そのままのしかかって来ないでーーー!!急な形勢の逆転に、一気に冷や汗が出る。

上半身を乗せてきたレスター王をやり過ごす為に、私は敢えて苦悶の声を上げてみた。


「背中、傷が痛いっ……!」


レスター王が脱力して項垂れ、彼の真っ直ぐな黒髪が私の顎先をくすぐる。

そのままするりとほどく様にレスター王の手が私の手首から離され、彼は宙を睨んだ。


「……あいつ、まさかわざと……。」


身体を起こしながら私は何と言ったのかを聞き返した。


「何でもない。闇の左手に恩情を与えたのを少し今後悔しているだけだよ。」


この傷のせいでキースが又窮地に立たされるのではないかと、私は内心ヒヤヒヤしながら、乱れた服を直しているレスター王を見た。剣呑な表情のレスター王を見ながら、ある疑問が湧いた。

キースの本名は何と言うのだろう?

だがそれを尋ねると、思わぬ返答が寄越された。


「闇の手足は名を持たない。任務の障りになるからね。」


名前が無いーーー?

言葉を失っていると、意味深な助言がされた。


「………子どもの頃の名を教えて貰えたら、それは彼が君に心を許した証拠だよ。無論、私は既に知っているけれど。」


そう言い終えると、レスター王は不意に自分の右手首に視線を落とした。

彼の腕には、留め金が外れて、留め金をつなぐ細い鎖だけで辛うじて落下を免れている、金の腕輪がぶら下っていた。まるでレースの如く細かい模様状に黄金が編まれて腕輪を構成し、腕輪の中央には透明な石がはめまれていた。多分私の身体を反転させた時に外れてしまったのだろう。

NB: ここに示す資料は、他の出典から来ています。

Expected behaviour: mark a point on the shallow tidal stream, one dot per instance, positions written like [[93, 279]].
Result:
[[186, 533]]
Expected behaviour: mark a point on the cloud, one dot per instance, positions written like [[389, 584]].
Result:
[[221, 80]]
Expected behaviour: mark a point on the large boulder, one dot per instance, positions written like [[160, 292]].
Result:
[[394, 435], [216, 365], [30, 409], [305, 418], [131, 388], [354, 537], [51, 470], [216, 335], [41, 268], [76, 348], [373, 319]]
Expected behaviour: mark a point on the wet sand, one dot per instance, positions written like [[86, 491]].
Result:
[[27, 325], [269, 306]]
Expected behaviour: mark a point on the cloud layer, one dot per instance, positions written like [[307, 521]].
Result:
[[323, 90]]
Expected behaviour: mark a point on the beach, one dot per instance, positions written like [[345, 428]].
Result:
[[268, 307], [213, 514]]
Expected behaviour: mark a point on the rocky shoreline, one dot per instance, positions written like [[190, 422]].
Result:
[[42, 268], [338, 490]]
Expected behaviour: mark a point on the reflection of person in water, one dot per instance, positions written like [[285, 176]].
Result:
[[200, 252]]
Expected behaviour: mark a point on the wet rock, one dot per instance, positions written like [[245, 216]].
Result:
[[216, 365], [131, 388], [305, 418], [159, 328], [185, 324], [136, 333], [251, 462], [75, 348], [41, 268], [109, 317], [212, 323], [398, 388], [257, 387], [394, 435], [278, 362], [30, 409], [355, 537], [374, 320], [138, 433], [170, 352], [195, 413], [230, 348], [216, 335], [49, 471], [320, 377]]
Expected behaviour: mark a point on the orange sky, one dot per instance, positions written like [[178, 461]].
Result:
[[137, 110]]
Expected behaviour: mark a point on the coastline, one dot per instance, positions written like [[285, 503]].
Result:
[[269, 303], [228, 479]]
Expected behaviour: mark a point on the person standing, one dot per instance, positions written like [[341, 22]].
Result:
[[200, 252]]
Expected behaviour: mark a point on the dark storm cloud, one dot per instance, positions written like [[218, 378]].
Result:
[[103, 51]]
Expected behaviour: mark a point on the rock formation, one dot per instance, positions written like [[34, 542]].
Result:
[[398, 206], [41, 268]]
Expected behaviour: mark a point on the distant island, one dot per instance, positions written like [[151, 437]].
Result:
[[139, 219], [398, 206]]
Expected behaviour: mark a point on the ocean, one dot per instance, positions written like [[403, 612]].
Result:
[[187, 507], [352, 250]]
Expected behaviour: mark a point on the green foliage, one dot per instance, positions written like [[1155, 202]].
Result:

手首を膝に当て、腕輪を固定してはめ直そうと留め金をいじるレスター王。

だがなかなかどうして、留め金は彼の指先から逃げ回り、苦労している様子だった。苛立ちの溜め息をつきながら、彼は僅かに姿勢を変える。

私はそれを見ながら、ああそうか、と気付いた。恐らくレスター王は自分で腕輪を留めた事なんて無いのだろう。メリディアン王女と同じく、身の回りの事は長らく人にさせているのに違いない。

ーーー何だか、懸命に付け直そうとしている姿が、いじらしくて可愛い………。

私は半笑い状態で手を差し伸べた。


「留めて差し上げましょうか?陛下。」


やや不本意そうに眉根を寄せながらも、レスター王はこちらに右手を差し伸べた。その腕輪の留め金を指でつまみ上げ、ものの数秒で留めてあげた。


「上手だね。ありがとう。」


微かに口角を上げると、レスター王は寝台から滑り降りた。